Last Updated: 12/02/14 6:32pm
When Swansea and Cardiff meet for only the second time in the top division of English football there will be so much more than the usual quarrel to resolve. Both proud clubs are fighting for their futures.
Cardiff, the Premier League newcomers, have been catapulted from crisis to crisis off the pitch but they've been thrilled by the ride and they want more.
Swansea, who for three seasons have strolled amongst the elite with style and grace, have been hit hard by the demands of their success; a European adventure which has tested their resources to the limit and a slump in domestic form which this week cost Michael Laudrup his job.
It seems football fans were outraged by Laudrup's exit from the Liberty stadium: all those apart from the Swansea fans themselves.
They knew it was never a comfortable marriage. There had been too many tales of player unrest, of dressing room cliques and quarrels that never end well.

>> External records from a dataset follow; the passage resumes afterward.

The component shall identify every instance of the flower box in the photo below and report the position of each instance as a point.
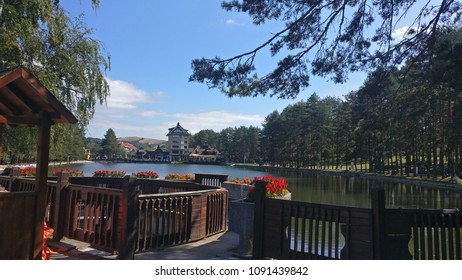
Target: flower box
(241, 221)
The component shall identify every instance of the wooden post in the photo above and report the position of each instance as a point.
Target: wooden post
(41, 179)
(14, 173)
(127, 230)
(62, 184)
(259, 216)
(378, 210)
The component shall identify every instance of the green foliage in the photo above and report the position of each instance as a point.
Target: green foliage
(324, 38)
(110, 146)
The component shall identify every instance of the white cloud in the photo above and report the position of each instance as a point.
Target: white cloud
(217, 120)
(399, 33)
(124, 95)
(131, 111)
(230, 22)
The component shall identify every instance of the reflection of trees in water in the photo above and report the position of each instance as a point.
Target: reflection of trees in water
(355, 191)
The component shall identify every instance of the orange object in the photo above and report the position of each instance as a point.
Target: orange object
(47, 233)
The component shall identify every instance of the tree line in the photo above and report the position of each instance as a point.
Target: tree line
(403, 121)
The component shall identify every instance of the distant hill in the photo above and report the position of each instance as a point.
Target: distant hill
(142, 142)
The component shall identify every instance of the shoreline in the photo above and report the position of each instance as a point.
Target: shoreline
(389, 178)
(2, 167)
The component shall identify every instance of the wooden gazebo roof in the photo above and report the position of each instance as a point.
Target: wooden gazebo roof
(23, 100)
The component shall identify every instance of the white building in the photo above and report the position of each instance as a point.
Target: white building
(178, 142)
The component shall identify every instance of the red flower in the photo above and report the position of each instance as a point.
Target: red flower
(274, 186)
(145, 174)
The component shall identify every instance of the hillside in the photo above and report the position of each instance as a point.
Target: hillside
(142, 142)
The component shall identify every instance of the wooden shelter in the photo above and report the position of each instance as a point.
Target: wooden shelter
(24, 101)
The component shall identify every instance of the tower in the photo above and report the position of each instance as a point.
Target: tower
(178, 142)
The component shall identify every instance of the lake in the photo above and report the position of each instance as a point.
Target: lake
(310, 187)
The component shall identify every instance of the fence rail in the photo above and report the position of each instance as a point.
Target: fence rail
(122, 215)
(299, 230)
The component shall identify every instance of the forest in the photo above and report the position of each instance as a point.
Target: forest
(402, 121)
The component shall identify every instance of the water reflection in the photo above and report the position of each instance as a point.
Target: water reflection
(355, 191)
(309, 187)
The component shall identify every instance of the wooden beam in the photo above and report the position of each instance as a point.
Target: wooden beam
(43, 148)
(31, 119)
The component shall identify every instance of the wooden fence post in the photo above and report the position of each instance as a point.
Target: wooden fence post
(59, 205)
(259, 216)
(127, 230)
(378, 210)
(14, 173)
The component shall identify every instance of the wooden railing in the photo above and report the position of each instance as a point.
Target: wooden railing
(299, 230)
(171, 219)
(210, 179)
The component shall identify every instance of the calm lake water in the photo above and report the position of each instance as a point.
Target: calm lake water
(318, 188)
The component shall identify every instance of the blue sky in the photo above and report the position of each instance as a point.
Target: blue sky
(152, 44)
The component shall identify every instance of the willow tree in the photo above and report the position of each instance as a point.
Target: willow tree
(328, 38)
(59, 51)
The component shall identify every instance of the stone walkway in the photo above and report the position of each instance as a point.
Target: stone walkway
(218, 247)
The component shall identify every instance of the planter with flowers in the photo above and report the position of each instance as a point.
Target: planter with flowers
(180, 177)
(241, 211)
(72, 172)
(109, 173)
(146, 175)
(237, 188)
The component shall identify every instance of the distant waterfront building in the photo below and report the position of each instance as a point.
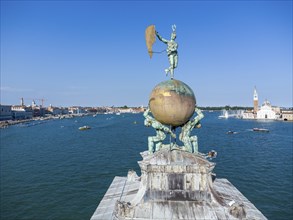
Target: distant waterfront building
(54, 110)
(266, 111)
(5, 112)
(76, 110)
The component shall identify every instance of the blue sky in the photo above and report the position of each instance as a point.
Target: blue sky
(93, 53)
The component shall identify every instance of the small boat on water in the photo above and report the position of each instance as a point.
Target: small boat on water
(260, 129)
(231, 132)
(224, 115)
(84, 128)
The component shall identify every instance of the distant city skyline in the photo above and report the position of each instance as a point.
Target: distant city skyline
(93, 53)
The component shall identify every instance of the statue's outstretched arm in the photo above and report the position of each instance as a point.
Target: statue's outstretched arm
(160, 38)
(146, 112)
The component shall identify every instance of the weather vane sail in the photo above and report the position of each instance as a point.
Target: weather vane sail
(172, 46)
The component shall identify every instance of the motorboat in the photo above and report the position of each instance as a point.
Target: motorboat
(260, 129)
(231, 132)
(84, 128)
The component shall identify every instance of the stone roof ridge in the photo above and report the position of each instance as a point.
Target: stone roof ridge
(175, 157)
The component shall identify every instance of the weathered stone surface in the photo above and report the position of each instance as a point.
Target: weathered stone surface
(174, 185)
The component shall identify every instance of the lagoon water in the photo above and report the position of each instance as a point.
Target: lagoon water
(54, 171)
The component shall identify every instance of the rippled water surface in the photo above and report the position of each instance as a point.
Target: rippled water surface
(54, 171)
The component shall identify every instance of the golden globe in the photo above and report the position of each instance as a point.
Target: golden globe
(172, 102)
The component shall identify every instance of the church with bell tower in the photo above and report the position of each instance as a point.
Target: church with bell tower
(255, 102)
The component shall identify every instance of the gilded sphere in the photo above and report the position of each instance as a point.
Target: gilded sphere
(172, 102)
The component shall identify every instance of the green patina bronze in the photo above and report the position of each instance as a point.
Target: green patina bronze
(172, 104)
(172, 47)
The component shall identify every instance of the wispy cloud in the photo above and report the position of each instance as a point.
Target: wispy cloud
(12, 89)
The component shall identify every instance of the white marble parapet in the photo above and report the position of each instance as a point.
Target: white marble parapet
(123, 190)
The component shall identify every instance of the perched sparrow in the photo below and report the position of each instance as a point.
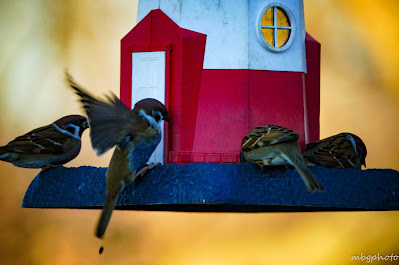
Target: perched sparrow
(274, 145)
(344, 150)
(48, 146)
(136, 133)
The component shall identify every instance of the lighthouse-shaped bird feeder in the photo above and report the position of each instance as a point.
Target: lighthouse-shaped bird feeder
(222, 68)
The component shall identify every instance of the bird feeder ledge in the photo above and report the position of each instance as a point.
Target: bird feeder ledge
(210, 187)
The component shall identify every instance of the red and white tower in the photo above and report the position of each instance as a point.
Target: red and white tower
(222, 68)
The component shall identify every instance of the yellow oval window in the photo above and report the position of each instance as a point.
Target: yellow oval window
(276, 27)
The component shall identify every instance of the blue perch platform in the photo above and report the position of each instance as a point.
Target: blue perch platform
(207, 187)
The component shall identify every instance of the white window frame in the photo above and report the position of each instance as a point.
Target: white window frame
(259, 27)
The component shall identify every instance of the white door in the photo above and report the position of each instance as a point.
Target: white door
(148, 81)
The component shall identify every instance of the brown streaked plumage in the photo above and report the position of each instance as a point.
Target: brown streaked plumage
(344, 150)
(48, 146)
(136, 133)
(270, 145)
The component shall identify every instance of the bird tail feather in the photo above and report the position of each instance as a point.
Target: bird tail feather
(296, 160)
(3, 154)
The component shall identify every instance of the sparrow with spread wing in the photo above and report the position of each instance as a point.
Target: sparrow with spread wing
(48, 146)
(136, 133)
(270, 145)
(344, 150)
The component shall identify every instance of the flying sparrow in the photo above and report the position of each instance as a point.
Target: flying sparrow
(271, 145)
(136, 133)
(48, 146)
(344, 150)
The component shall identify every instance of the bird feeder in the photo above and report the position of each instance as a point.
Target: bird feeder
(222, 68)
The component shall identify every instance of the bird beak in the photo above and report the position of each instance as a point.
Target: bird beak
(85, 124)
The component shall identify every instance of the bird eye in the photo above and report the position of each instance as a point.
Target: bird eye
(157, 116)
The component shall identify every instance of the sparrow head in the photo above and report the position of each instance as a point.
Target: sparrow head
(359, 146)
(152, 110)
(74, 124)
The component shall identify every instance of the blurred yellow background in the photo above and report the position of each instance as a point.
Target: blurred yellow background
(359, 94)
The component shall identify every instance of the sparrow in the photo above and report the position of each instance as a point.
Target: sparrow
(48, 146)
(271, 145)
(344, 150)
(135, 133)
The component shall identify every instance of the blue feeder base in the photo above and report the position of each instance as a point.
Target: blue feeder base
(208, 187)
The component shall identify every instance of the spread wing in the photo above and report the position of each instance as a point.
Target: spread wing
(43, 140)
(335, 151)
(267, 135)
(110, 120)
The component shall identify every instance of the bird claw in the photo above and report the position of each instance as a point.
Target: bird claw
(144, 170)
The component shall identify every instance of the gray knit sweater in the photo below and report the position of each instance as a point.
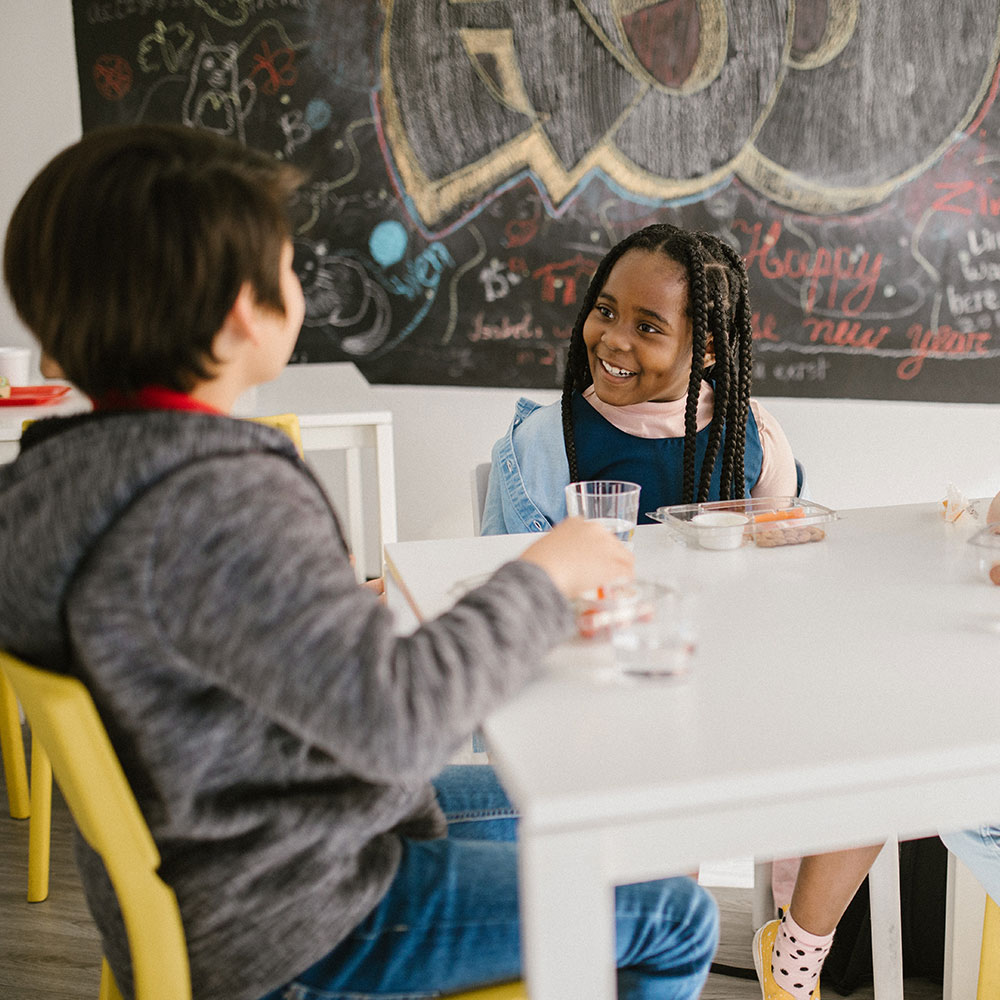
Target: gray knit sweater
(278, 734)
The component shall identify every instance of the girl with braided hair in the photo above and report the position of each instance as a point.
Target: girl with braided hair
(656, 391)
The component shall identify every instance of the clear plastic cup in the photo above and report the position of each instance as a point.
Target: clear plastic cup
(612, 502)
(650, 627)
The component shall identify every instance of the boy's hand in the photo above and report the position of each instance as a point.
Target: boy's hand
(580, 555)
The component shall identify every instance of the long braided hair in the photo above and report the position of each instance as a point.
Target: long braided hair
(719, 308)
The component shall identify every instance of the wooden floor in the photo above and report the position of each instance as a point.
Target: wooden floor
(50, 950)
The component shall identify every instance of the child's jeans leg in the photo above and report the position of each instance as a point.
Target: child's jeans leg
(980, 850)
(450, 918)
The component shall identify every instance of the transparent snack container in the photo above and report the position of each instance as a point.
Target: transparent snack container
(768, 522)
(985, 549)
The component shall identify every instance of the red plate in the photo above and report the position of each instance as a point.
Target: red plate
(34, 395)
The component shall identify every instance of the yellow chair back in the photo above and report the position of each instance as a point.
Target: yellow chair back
(63, 718)
(287, 422)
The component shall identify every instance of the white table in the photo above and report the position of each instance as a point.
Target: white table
(347, 432)
(874, 653)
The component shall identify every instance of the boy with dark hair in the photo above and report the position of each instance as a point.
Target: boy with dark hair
(280, 738)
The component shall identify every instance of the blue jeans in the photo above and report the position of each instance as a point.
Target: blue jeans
(980, 850)
(449, 921)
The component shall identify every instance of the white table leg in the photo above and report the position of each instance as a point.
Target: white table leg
(355, 511)
(567, 913)
(386, 475)
(887, 939)
(965, 903)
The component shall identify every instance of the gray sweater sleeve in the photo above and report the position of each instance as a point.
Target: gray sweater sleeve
(245, 574)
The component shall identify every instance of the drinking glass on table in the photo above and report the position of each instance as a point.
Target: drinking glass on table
(612, 502)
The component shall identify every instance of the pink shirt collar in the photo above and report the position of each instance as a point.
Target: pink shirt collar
(653, 420)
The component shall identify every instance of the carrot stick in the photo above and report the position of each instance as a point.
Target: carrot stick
(779, 515)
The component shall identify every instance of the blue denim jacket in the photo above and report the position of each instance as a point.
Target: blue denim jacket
(528, 496)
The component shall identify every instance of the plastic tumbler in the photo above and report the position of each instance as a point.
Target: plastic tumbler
(611, 501)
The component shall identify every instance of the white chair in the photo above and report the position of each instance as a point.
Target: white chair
(480, 482)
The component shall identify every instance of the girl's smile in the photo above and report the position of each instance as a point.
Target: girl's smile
(638, 335)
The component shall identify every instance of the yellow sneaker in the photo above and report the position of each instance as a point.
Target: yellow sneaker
(763, 946)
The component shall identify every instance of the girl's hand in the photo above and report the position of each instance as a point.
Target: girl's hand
(579, 555)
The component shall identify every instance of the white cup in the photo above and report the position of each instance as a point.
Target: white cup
(720, 529)
(15, 364)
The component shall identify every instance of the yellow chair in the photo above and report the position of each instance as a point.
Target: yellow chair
(989, 955)
(287, 422)
(65, 722)
(12, 747)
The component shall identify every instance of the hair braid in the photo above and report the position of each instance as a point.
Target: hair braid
(742, 329)
(722, 371)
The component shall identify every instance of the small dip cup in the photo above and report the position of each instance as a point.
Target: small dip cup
(720, 529)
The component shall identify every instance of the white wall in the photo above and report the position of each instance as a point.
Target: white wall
(855, 453)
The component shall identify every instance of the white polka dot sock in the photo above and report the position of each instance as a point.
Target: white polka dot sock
(798, 957)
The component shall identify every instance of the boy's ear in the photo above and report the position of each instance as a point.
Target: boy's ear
(242, 317)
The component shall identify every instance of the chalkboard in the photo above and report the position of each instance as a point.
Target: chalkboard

They had seen performances decline in front of their eyes and they knew change was coming.
There had been notable highs along the way, such as the League Cup success, but the slip in standards was troubling chairman Huw Jenkins long before he made the decision to sack a manager for the first time in almost 10 years.
You will do well to meet a calmer, more thoughtful and reflective chairman than Jenkins in any league; so steeped in his club and it's traditions, so inherently linked with his club's legendary rise and for that he has earned almost total trust from Swansea fans.
They will feel that even in the hands of a managerial novice like Garry Monk, they are better placed to take on the pressures and demands of a relegation scrap, which just happens to start against the enemy.
To make matters worse the Bluebirds are flush with confidence after coming from behind to beat Norwich last Saturday to record their first league win under Ole Gunnar Solskjaer.
Kenwyne Jones and Wilfried Zaha have added a more potent attacking thrust to Solskjaer's team, while the manager has already shown he has the guile to affect games from the sidelines just as he once did as a player.
It was a win Cardiff desperately needed after four straight defeats had threatened to leave them cast adrift, but now they know a victory on Saturday would leave them with an identical record as their neighbours.
Should they lose, the gap will open up to six points again. Both clubs could survive and prosper; both could fall from grace. Wales has never seen a more important Premier League game.